In contrast with the long hours he put in with his first employer, Shen now works from 9am to 5pm, five days a week, with no overtime.
“And I am not very busy at work,” he attests. “Sometimes I feel a little bored, but most of the time I really enjoy such a life of leisure.”
Ryan Ye, who will begin his postgraduate studies this autumn, also sees a high probability that he will eventually work in the countryside, but his motivations are rooted in a desire to cultivate a greater sense of accomplishment than he believes would be possible in big cities.
Having spent the past year at a rural university in Guizhou province under a similar initiative that ensures him an opportunity to join a postgraduate programme at his undergraduate alma mater in Beijing, Ye expressed hope that he will find his way back to the hinterlands to help bring about educational changes.
“I find it somewhat joyful to work in poorer regions and to see the difference I’ve made,” he said. “I was really pleased when the average test scores of the class I taught in the past year improved by 20 per cent.”
Despite his delayed graduation because of the year spent teaching, Ye is in no rush to secure a job in the current employment climate.
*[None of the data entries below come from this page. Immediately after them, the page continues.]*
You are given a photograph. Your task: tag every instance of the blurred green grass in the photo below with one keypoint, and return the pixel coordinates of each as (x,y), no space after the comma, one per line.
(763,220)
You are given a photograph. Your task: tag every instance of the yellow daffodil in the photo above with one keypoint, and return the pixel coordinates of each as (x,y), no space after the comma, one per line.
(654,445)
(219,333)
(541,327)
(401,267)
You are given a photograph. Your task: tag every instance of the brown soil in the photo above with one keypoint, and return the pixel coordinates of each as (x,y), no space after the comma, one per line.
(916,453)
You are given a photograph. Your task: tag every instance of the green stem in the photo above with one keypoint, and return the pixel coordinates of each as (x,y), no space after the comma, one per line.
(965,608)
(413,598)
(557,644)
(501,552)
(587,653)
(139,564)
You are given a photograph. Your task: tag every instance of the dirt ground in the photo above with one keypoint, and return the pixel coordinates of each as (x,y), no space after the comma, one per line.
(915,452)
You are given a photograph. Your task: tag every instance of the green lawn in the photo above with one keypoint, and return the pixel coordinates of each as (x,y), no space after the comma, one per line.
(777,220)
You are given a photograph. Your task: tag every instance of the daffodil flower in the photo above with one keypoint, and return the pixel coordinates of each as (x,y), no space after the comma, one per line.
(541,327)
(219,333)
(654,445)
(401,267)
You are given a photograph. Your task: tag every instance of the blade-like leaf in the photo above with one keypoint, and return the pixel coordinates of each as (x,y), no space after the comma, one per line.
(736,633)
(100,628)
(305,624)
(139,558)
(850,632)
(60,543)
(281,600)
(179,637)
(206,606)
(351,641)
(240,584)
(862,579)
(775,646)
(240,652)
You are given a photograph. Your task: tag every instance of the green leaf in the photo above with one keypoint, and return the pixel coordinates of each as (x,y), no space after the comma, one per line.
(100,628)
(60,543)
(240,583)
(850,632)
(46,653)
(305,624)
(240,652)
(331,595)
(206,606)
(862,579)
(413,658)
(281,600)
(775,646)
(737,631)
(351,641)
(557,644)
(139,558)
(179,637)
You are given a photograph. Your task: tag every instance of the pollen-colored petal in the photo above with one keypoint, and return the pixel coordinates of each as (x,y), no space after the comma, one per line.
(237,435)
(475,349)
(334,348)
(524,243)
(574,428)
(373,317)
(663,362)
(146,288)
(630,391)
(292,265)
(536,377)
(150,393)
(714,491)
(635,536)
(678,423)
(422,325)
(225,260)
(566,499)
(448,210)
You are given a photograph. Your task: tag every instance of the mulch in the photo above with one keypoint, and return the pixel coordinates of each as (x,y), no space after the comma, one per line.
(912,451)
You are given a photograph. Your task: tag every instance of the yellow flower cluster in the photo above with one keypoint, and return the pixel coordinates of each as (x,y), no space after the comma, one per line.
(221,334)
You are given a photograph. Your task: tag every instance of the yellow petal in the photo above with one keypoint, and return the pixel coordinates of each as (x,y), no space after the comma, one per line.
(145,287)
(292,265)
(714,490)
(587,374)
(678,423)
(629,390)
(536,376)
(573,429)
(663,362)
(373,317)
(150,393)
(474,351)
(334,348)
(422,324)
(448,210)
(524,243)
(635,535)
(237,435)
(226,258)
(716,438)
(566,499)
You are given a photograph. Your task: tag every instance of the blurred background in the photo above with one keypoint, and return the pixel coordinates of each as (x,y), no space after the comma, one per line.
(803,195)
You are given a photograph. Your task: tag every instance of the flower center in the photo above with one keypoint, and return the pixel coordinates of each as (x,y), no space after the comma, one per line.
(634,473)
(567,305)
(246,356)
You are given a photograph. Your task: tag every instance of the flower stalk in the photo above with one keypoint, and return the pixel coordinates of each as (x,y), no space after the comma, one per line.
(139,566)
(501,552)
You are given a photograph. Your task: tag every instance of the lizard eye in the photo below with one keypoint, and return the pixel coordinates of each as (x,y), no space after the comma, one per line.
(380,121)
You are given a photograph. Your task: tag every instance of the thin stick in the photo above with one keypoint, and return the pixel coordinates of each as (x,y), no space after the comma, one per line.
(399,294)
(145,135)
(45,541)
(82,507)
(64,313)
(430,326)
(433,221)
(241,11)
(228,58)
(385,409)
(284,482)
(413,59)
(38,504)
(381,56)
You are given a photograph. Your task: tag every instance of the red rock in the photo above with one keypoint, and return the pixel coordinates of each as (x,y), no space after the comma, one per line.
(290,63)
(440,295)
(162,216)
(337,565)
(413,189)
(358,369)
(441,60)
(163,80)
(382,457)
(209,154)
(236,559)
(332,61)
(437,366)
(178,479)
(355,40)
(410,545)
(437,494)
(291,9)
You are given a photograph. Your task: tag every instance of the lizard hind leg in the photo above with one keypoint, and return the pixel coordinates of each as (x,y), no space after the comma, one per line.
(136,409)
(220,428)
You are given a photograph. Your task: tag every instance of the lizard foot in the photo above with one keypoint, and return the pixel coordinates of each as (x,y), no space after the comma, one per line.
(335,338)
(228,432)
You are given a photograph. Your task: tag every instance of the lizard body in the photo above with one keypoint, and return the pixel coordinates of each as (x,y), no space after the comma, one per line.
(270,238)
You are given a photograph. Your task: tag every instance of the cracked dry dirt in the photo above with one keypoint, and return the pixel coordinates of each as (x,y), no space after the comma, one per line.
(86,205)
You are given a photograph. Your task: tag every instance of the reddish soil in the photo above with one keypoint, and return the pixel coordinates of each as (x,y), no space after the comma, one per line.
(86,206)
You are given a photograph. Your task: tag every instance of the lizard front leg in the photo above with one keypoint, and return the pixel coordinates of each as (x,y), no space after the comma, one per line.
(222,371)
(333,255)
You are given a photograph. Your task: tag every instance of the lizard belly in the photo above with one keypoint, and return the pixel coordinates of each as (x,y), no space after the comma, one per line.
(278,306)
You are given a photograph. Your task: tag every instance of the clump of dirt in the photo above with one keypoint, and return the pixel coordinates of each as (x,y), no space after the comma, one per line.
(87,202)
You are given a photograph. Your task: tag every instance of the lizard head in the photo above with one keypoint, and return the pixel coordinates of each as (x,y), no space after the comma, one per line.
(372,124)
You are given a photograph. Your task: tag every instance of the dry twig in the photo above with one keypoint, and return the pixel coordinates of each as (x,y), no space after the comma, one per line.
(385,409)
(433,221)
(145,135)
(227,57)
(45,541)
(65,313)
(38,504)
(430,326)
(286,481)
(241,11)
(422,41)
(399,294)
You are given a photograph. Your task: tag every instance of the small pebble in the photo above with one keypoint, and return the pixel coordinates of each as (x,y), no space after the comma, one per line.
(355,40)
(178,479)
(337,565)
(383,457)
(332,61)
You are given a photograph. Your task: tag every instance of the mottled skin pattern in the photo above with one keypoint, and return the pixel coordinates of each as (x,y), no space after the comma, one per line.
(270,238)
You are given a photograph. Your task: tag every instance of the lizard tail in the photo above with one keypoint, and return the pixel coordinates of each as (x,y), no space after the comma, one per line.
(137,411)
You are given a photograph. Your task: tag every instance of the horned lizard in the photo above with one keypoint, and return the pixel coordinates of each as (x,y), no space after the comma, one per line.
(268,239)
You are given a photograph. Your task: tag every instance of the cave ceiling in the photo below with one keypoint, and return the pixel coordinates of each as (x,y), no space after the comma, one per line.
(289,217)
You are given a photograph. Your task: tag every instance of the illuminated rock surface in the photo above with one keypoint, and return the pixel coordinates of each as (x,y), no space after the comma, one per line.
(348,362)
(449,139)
“Even if I find a job now, I could be laid off by next year, or I could lose it because the company goes bankrupt,” he said.
But from the perspective of Jason Lin, who recently took up a rural position as a clerk with the department overseeing agricultural and rural affairs for a township-level government in Fujian province, not everyone shares Ye’s passion for civil service work. Instead, it’s more of a means to an end.
“Most people apply for the ‘San Zhi Yi Fu’ just to better prepare for being a civil servant [in the bigger cities],” he said. “For those who stay [in the rural jobs], most of them had no choice because they failed the civil service exam and would have had to wait a year for another chance to retake it.”
Lin is planning on taking either the postgraduate entrance exam or the civil service exam while serving his two-year stint in the countryside. Ideally, he hopes to end up teaching at a college or working for a higher-level government body.
Meanwhile, critics of the modern-day version of Down to the Countryside, including Chu Zhaohui, a senior researcher with the China National Academy of Educational Sciences, said the initiative neither tackles youth unemployment nor helps revitalise the countryside.
“The past decades have proved that the key to curbing the jobless rate is to boost the private sector,” which traditionally provides more than 80 per cent of urban employment but is now struggling amid a bumpy post-Covid economic recovery, he noted.
The campaign is also ill-suited to narrow the urban-rural divide, as talent is difficult to retain unless rural and urban dwellers share equal public services and property rights, he said.
Although authorities have pledged to bridge that gap for decades, educational and medical resources distributed to rural and urban areas remain disparate, and there has been little change to a land-ownership system that keeps rural residents from raising capital from their property.
His committee, which had frozen headcounts for the past few years, saw two recent job openings in a nearby village attract more than 100 applicants, and most held a bachelor’s degree, he said.
Holders of lower degrees are normally competent enough for such a job, he explained.
“I would say there are just too few stable job opportunities for college graduates,” he observed.